Welcome All!!
In terms of new films this month, here are two recommendations that you will find entertaining in the cinema this month.
Films in August:
"Lucy," is a thriller about an American woman who gets kidnapped into service as a drug mule bearing an experimental synthetic hormone, accidentally absorbs some of it, then sheds her physical, intellectual and perceptual limitations. I could describe five or six other kinds of movies that in some way also echo "Lucy." Sections may remind you of the original "The Matrix" and the last hour of "Akira," and the final ten minutes play like a Greatest Hits of science-fiction "trip" movies. You've seen a lot of the individual situations and filmmaking techniques in "Lucy" as well. In fact, you'd be hard pressed to identify one idea, scene or element in the picture that is not a cliché. "Lucy" is a fun, confident work. It's fast and tight and playful even when it's sadistic and violent, which is often. It lasts about 90 minutes and change but feels longer in a good way, because every second is packed tight. It's full of itself, yet it still keeps winking at you.
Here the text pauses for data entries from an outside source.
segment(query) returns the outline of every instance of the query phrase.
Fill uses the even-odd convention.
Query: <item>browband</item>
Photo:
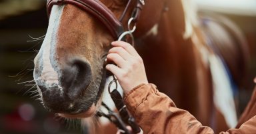
[[[61,5],[65,3],[74,5],[93,14],[99,19],[109,30],[114,39],[124,31],[121,22],[114,14],[99,0],[47,0],[47,14],[50,16],[54,5]]]

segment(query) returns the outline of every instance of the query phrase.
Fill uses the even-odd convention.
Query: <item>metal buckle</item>
[[[142,5],[145,5],[145,1],[144,0],[139,0],[139,2]]]

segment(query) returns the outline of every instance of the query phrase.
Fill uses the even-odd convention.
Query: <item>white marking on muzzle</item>
[[[57,5],[53,7],[47,32],[40,49],[40,51],[42,52],[43,70],[39,79],[44,81],[49,86],[59,83],[57,72],[54,69],[50,60],[51,58],[54,58],[51,56],[55,55],[54,53],[55,53],[55,51],[51,50],[51,48],[54,49],[57,43],[56,37],[63,7],[64,6]]]

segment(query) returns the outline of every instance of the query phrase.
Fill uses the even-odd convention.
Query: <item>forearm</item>
[[[213,133],[188,111],[177,108],[154,85],[135,88],[125,101],[145,133]]]

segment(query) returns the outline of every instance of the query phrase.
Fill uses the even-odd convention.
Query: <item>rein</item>
[[[128,8],[131,6],[132,1],[136,1],[136,4],[133,7],[131,17],[127,22],[127,31],[125,31],[122,21],[127,12]],[[62,5],[64,4],[72,4],[85,11],[90,13],[105,25],[115,40],[127,41],[127,37],[129,37],[131,40],[131,44],[133,46],[134,45],[135,41],[133,33],[136,29],[136,22],[138,21],[142,8],[145,5],[144,0],[129,0],[119,19],[117,19],[112,11],[99,0],[47,0],[47,8],[48,17],[49,17],[50,16],[51,8],[53,5]],[[131,27],[131,23],[133,24],[133,27]],[[138,133],[141,131],[141,129],[136,124],[134,118],[129,113],[121,94],[117,90],[117,80],[115,76],[113,74],[111,75],[113,80],[109,83],[108,91],[119,112],[121,117],[119,114],[114,113],[103,102],[102,103],[102,105],[107,109],[108,113],[106,114],[99,111],[97,115],[99,117],[103,116],[109,119],[122,133],[131,134],[131,132],[126,128],[127,125],[131,126],[133,133]],[[113,83],[115,85],[115,88],[111,90],[111,85]]]

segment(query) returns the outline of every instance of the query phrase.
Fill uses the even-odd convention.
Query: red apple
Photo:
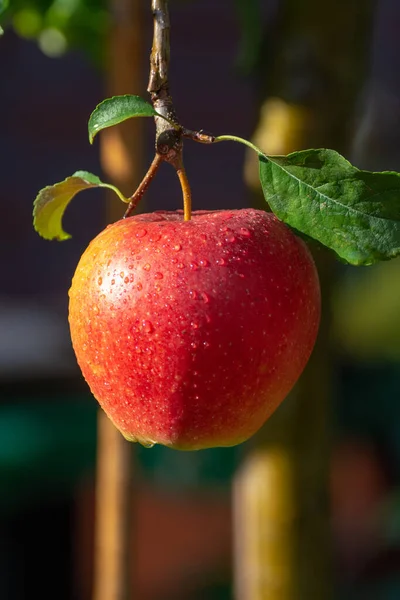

It wants to be taken seriously, but not so seriously that you don't laugh at (and with) the sight of Lucy strolling into a gunfight wearing nosebleed heels, or making enemies writhe like marionettes on invisible strings. The movie is alive. My rating 8/10.
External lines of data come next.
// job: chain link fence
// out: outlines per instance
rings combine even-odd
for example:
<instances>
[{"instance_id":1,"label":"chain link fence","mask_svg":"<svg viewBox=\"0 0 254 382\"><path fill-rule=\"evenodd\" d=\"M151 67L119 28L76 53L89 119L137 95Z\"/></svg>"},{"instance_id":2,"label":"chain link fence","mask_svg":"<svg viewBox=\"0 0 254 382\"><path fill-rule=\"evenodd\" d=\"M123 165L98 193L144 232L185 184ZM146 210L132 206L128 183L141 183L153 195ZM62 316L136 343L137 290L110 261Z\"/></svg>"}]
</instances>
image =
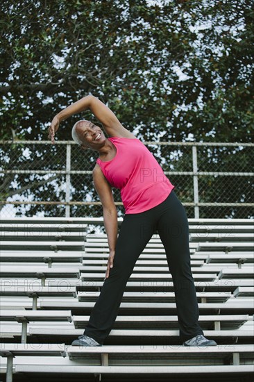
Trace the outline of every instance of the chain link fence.
<instances>
[{"instance_id":1,"label":"chain link fence","mask_svg":"<svg viewBox=\"0 0 254 382\"><path fill-rule=\"evenodd\" d=\"M253 218L251 143L144 142L189 218ZM74 142L0 141L0 217L102 216L92 183L97 153ZM124 209L113 189L119 216Z\"/></svg>"}]
</instances>

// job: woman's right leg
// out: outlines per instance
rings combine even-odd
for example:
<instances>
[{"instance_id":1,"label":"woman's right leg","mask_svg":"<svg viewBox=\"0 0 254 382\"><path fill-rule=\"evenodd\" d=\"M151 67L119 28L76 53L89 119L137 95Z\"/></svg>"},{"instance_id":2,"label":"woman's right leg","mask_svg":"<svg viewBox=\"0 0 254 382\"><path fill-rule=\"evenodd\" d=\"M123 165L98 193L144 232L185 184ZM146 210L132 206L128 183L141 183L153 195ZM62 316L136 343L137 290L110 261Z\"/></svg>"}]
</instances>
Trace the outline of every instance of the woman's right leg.
<instances>
[{"instance_id":1,"label":"woman's right leg","mask_svg":"<svg viewBox=\"0 0 254 382\"><path fill-rule=\"evenodd\" d=\"M124 216L117 238L113 267L103 283L84 335L103 344L117 316L126 285L135 263L153 231L152 212Z\"/></svg>"}]
</instances>

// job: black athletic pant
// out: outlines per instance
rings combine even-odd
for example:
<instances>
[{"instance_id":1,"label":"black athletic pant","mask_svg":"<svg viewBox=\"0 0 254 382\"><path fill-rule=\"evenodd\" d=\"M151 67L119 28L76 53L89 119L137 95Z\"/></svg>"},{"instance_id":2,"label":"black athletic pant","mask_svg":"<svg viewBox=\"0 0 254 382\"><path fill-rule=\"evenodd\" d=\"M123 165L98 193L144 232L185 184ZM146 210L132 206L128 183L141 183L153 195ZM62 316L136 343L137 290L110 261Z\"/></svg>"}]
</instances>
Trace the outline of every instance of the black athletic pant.
<instances>
[{"instance_id":1,"label":"black athletic pant","mask_svg":"<svg viewBox=\"0 0 254 382\"><path fill-rule=\"evenodd\" d=\"M84 334L103 344L117 316L126 283L140 254L157 230L172 275L180 338L203 334L191 271L189 226L185 210L173 190L162 203L143 213L124 215L113 267L104 281ZM169 324L169 329L170 329Z\"/></svg>"}]
</instances>

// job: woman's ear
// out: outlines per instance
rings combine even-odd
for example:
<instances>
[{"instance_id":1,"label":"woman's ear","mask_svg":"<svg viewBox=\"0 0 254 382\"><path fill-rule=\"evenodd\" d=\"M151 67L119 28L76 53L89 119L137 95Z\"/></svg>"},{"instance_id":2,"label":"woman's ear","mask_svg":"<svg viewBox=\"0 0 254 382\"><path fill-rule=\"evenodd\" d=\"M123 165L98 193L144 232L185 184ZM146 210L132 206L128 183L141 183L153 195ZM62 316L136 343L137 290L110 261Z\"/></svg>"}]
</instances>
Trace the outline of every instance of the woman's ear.
<instances>
[{"instance_id":1,"label":"woman's ear","mask_svg":"<svg viewBox=\"0 0 254 382\"><path fill-rule=\"evenodd\" d=\"M87 147L87 146L85 146L85 144L81 144L80 147L83 150L88 150L89 149L89 147Z\"/></svg>"}]
</instances>

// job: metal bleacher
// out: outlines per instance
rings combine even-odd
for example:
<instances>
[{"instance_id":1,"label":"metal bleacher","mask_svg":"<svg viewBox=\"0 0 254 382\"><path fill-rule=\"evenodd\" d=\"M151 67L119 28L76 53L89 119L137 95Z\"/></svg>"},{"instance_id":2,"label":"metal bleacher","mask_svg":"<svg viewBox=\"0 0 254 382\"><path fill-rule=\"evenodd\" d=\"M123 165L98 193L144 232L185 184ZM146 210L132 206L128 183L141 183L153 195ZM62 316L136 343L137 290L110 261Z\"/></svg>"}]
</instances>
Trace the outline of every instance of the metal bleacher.
<instances>
[{"instance_id":1,"label":"metal bleacher","mask_svg":"<svg viewBox=\"0 0 254 382\"><path fill-rule=\"evenodd\" d=\"M121 219L119 219L119 224ZM248 382L254 375L253 221L189 219L199 322L216 347L183 347L174 290L155 234L140 255L103 347L71 347L103 283L101 218L4 219L0 382Z\"/></svg>"}]
</instances>

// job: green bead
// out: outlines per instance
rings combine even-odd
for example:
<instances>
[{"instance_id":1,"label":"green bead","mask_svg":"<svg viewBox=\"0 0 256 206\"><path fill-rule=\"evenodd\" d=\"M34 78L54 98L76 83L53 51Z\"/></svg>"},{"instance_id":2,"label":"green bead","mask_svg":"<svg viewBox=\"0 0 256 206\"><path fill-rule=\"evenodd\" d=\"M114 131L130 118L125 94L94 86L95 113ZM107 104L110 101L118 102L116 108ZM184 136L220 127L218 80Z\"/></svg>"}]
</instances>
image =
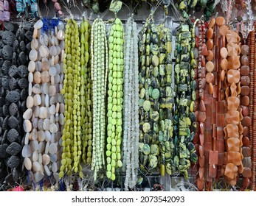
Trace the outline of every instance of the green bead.
<instances>
[{"instance_id":1,"label":"green bead","mask_svg":"<svg viewBox=\"0 0 256 206\"><path fill-rule=\"evenodd\" d=\"M149 102L148 100L146 100L143 102L144 110L145 110L146 112L148 112L151 110L151 102Z\"/></svg>"}]
</instances>

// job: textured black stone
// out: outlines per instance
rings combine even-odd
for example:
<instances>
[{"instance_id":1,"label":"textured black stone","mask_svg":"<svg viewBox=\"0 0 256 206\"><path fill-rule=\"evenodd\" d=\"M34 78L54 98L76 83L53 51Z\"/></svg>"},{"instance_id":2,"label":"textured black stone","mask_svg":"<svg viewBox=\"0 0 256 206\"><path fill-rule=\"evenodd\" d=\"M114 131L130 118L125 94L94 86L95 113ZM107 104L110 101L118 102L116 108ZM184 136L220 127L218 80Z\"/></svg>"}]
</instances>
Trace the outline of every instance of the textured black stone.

“The Hundred-Foot Journey” is a film that demands that you take it seriously. With its feel-good themes of multicultural understanding, it is about Something Important. It even comes with the stamp of approval from titanic tastemakers Oprah Winfrey and Steven Spielberg, who both serve as producers. What more convincing could you possibly need? There’s something familiar about the treacly and sanctimonious way this film is being packaged. It reeks of late-‘90s/early ‘00s Miramax fare: films with tasteful yet ubiquitous ad campaigns and unabashed Oscar aspirations which suggested that seeing them (and, more importantly, voting for them) would make you a better person. Films like “The Cider House Rules,” “Chocolat” and “The Shipping News.” Films by Swedish director Lasse Hallstrom. Then again, it all looks lovely—both the French and Indian dishes as well as the lush, rolling surroundings, which we see through all four seasons; the work of cinematographer Linus Sandgren, who recently shot “American Hustle.” This sweetly pleasing combination of ingredients would have been perfectly suitable if the film didn’t take a wild and needless detour in the third act. That’s when it becomes an even less interesting movie than it already was, in spite of its loftier aspirations.